For your information, I’ve compiled a list of breeds that suffer entropion and ectropion:
Entropion: Akitas, American Staffordshire terriers, Pekingese, all bulldog breeds, pomeranians, pugs, Japanese chins, Shih tzus, Yorkshire terriers, Staffordshire bull terriers, dalmatians, old English sheepdogs, rottweilers, Siberian huskies, vizslas, weimaraners, smaller poodles, hound breeds (particularly basset hounds and bloodhounds), spaniels (the Clumber spaniel, English and American cocker spaniel, English springer spaniel, English toy spaniel, and Tibetan spaniel are especially prone), and sporting breeds like setters and retrievers (the Chesapeake Bay retriever, flat-coated retriever, golden retriever, Gordon setter, Irish setter and Labrador retriever are all potentially affected).
Until the judges who determine breed standards at the highest levels of competition stop rewarding breeders for creating these conformational diseases (by breeding for extreme facial features), we’ll never see an end to it.
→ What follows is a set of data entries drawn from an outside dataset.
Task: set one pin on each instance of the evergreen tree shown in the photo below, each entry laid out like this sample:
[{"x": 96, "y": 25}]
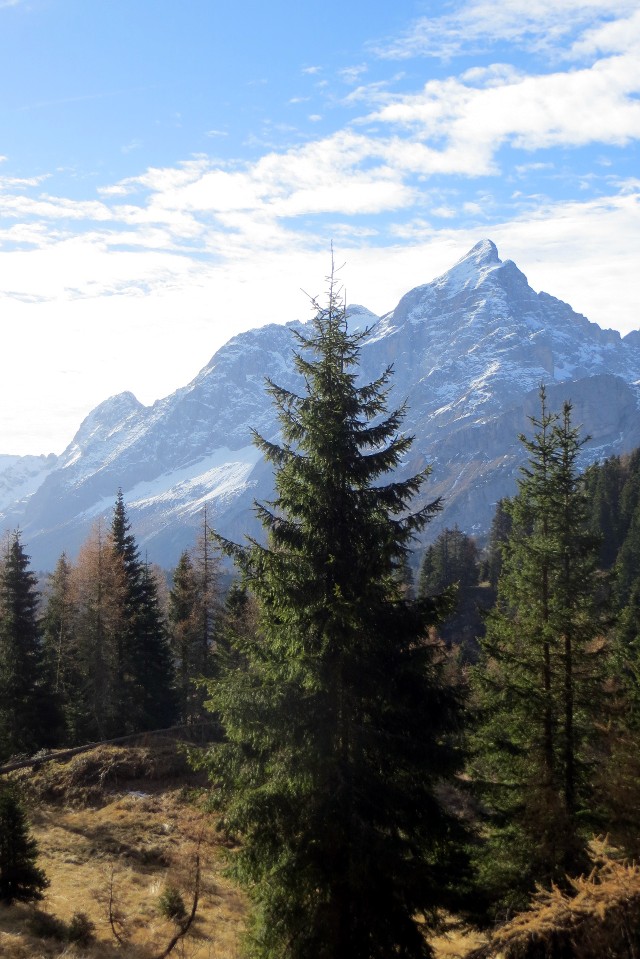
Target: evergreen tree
[
  {"x": 451, "y": 565},
  {"x": 153, "y": 667},
  {"x": 498, "y": 536},
  {"x": 20, "y": 879},
  {"x": 144, "y": 676},
  {"x": 206, "y": 567},
  {"x": 538, "y": 683},
  {"x": 339, "y": 722},
  {"x": 190, "y": 654},
  {"x": 26, "y": 706},
  {"x": 99, "y": 592}
]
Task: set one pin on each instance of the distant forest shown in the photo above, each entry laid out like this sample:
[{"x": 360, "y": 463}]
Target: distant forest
[{"x": 538, "y": 631}]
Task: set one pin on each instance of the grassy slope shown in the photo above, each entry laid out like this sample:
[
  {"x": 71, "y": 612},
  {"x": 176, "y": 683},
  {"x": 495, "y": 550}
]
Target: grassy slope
[
  {"x": 134, "y": 814},
  {"x": 123, "y": 811}
]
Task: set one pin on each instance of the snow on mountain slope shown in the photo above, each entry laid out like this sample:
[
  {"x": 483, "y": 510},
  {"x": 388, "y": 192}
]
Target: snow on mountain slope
[{"x": 469, "y": 350}]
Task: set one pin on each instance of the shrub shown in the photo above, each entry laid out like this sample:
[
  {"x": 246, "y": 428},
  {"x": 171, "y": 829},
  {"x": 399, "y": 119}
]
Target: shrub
[
  {"x": 81, "y": 929},
  {"x": 171, "y": 904}
]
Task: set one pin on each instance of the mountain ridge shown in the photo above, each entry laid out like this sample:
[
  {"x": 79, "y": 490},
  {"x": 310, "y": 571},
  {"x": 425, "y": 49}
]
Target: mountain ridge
[{"x": 469, "y": 351}]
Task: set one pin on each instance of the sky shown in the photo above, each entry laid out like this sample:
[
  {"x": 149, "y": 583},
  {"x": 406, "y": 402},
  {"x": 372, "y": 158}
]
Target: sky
[{"x": 172, "y": 173}]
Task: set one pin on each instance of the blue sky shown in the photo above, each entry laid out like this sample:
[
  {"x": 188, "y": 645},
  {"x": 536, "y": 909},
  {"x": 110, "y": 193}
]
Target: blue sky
[{"x": 173, "y": 173}]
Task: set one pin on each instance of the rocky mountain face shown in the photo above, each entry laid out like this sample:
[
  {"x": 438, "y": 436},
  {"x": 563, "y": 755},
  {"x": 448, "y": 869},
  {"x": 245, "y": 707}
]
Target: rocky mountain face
[{"x": 469, "y": 351}]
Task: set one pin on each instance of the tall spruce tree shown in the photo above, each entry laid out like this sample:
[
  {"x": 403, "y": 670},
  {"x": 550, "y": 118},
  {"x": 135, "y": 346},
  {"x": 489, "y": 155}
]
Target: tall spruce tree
[
  {"x": 538, "y": 682},
  {"x": 20, "y": 879},
  {"x": 27, "y": 718},
  {"x": 99, "y": 594},
  {"x": 60, "y": 644},
  {"x": 144, "y": 674},
  {"x": 340, "y": 725}
]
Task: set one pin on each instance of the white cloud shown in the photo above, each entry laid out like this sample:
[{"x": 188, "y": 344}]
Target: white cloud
[{"x": 542, "y": 25}]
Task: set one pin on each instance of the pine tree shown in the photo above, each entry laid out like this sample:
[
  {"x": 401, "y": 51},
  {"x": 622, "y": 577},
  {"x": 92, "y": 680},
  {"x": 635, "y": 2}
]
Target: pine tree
[
  {"x": 153, "y": 666},
  {"x": 450, "y": 566},
  {"x": 60, "y": 646},
  {"x": 339, "y": 722},
  {"x": 144, "y": 675},
  {"x": 538, "y": 683},
  {"x": 185, "y": 632},
  {"x": 99, "y": 593},
  {"x": 20, "y": 879},
  {"x": 26, "y": 708}
]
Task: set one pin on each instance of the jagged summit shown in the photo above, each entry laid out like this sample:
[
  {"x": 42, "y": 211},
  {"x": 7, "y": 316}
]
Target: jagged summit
[
  {"x": 484, "y": 253},
  {"x": 469, "y": 351}
]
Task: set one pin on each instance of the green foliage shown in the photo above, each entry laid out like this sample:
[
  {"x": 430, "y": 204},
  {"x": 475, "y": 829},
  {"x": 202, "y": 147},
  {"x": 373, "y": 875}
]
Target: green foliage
[
  {"x": 539, "y": 682},
  {"x": 171, "y": 904},
  {"x": 143, "y": 667},
  {"x": 20, "y": 879},
  {"x": 81, "y": 929},
  {"x": 194, "y": 614},
  {"x": 340, "y": 724},
  {"x": 450, "y": 566},
  {"x": 26, "y": 706}
]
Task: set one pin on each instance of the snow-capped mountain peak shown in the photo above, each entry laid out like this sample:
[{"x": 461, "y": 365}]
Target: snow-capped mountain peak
[{"x": 469, "y": 351}]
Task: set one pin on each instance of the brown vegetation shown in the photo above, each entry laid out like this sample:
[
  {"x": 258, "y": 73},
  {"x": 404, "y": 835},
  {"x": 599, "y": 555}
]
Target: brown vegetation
[
  {"x": 597, "y": 918},
  {"x": 121, "y": 824}
]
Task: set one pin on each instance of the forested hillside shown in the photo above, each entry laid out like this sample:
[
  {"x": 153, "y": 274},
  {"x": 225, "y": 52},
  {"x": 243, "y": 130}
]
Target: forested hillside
[{"x": 383, "y": 749}]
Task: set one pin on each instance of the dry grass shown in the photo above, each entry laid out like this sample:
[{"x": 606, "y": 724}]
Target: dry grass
[
  {"x": 597, "y": 918},
  {"x": 139, "y": 833}
]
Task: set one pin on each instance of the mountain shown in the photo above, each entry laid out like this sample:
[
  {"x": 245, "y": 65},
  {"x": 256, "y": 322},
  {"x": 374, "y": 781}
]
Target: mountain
[{"x": 469, "y": 352}]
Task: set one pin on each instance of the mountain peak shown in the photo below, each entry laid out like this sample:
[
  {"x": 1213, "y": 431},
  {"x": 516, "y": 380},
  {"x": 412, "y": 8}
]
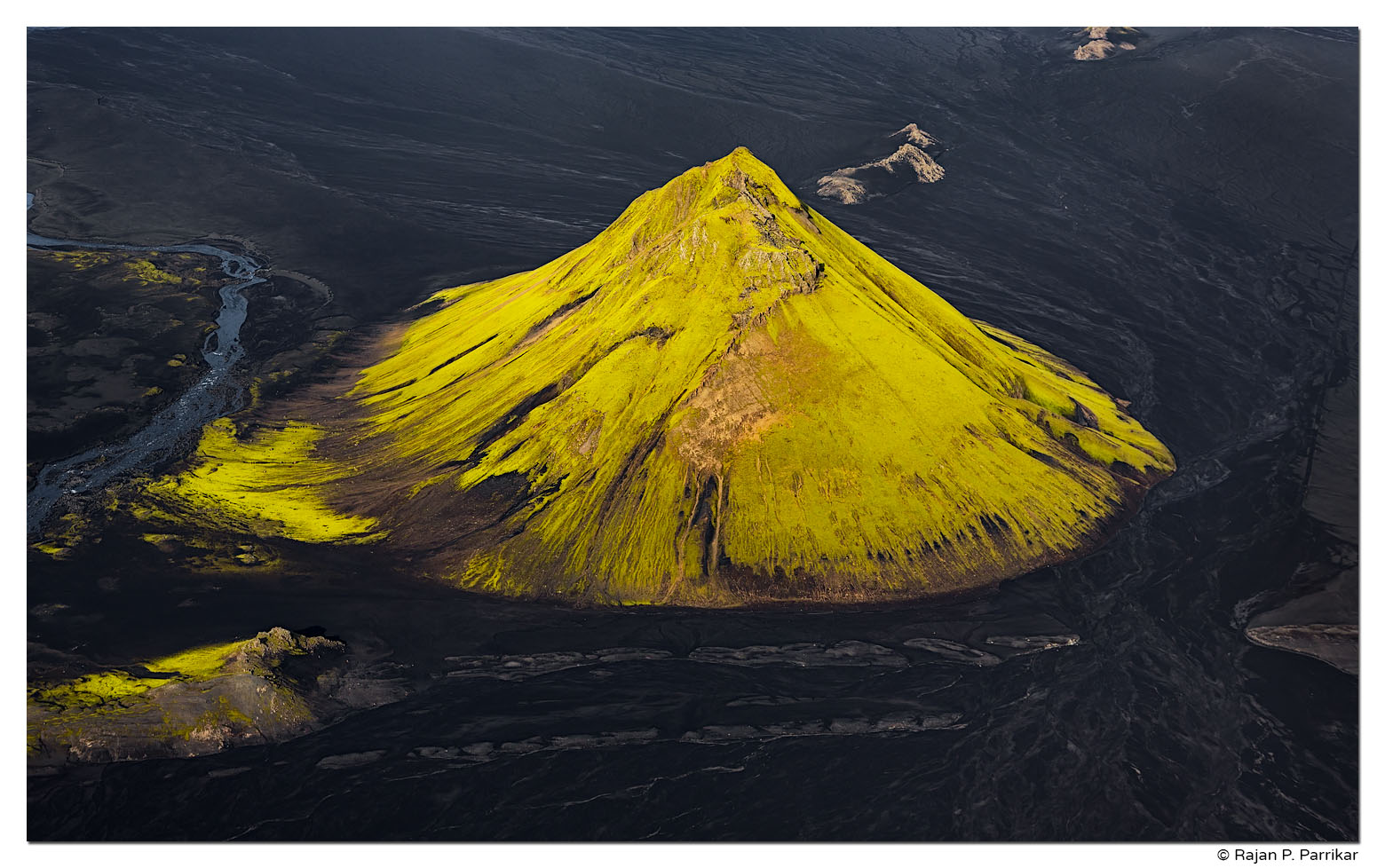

For your part, make sure you ask the breeder of your next dog whether the parents are CERF (Canine Eye Registration Foundation) certified. This annual ophthalmologist examination is a must for all of these breeds, IMO. And if more of us start demanding this, just as we do OFA (Orthapedic Foundation for Animals) X-rays for hips, perhaps the breeders and judges will sit up and start to take notice.